CEA is a valuable target for adoptive cell therapy and is upregulated in RAS mutation-induced tumors, such as colorectal and pancreatic cancers. Anti-CEA CAR-T cell therapy in CRC patients, although mediating regression of metastatic colorectal cancer, induced severe transient inflammatory colitis due to CEA expression in healthy intestinal epithelium [132]. Nevertheless, substantial autoimmunity was not present in the CEA transgenic (CEA-tg) mice, which perfectly mimics the human condition with respect to physiological expression, solubility in serum, and immune tolerance of CEA. Markus et al. verified that the injection of the anti-CEA CAR-T cells specifically and efficiently inhibited pancreas carcinoma and produced long-term tumor eradication in 67% of CEAtg mice [133]. Although promising in preclinical studies, CEA targeting CAR-T cell therapy has not provided the expected success in phase I dose-escalation trials. In addition, the second dose caused pulmonary toxicity. Thus, the test was terminated (CRUKD/07/064).

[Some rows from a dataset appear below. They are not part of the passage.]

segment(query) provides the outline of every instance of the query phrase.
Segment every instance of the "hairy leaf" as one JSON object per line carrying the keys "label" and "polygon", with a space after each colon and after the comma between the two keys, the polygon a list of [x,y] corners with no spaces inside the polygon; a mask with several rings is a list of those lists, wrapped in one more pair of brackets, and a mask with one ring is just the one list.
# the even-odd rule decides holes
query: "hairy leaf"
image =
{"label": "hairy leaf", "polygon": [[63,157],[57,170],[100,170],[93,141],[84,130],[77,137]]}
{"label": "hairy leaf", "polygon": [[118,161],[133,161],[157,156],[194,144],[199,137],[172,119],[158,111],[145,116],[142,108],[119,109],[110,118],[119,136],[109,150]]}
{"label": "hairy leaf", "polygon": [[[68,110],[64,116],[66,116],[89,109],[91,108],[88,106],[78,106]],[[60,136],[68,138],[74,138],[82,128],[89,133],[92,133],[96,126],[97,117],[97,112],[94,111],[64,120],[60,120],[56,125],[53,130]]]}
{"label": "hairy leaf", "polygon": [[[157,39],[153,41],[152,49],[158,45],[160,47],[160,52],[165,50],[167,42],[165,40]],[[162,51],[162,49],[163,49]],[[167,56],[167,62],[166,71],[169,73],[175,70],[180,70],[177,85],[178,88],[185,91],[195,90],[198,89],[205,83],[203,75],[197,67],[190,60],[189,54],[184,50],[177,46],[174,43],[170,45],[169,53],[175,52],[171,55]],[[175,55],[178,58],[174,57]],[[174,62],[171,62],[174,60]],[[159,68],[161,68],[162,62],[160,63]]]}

Mesothelin is a cell surface molecule that is upregulated in over 80% of epithelial cancers, including PDAC and lung adenocarcinoma [134]. Mesothelin-redirected CAR-T cell (CAR-T meso) therapy has shown some efficacy in animal models, but has little clinical benefit [135]. A phase I study (NCT03054298) of meso-CAR T therapy in advanced solid cancers is still ongoing. Keisuke et al. combined meso-CAR T cells with oncolytic adenoviruses expressing TNF-α and IL-2, which not only controlled the progression of in situ tumor in PDA mice driven by KRAS mutation, but also inhibited tumor metastasis, showing a strong clinical prospect [136].

Conclusions

This review concluded the direct and indirect treatment strategies for RAS mutations. In addation, we discussed advances in RAS-targeted immunotherapies, including cancer vaccines and adoptive cell therapies. While a detailed discussion on new treatments such as RAS gene silencing and editing, as well as protein degraders is beyond the scope of this review, this space will need to be watched closely in the future. Over time, treatment strategies with personalized therapy and great potential to achieve lasting clinical benefits are hopeful.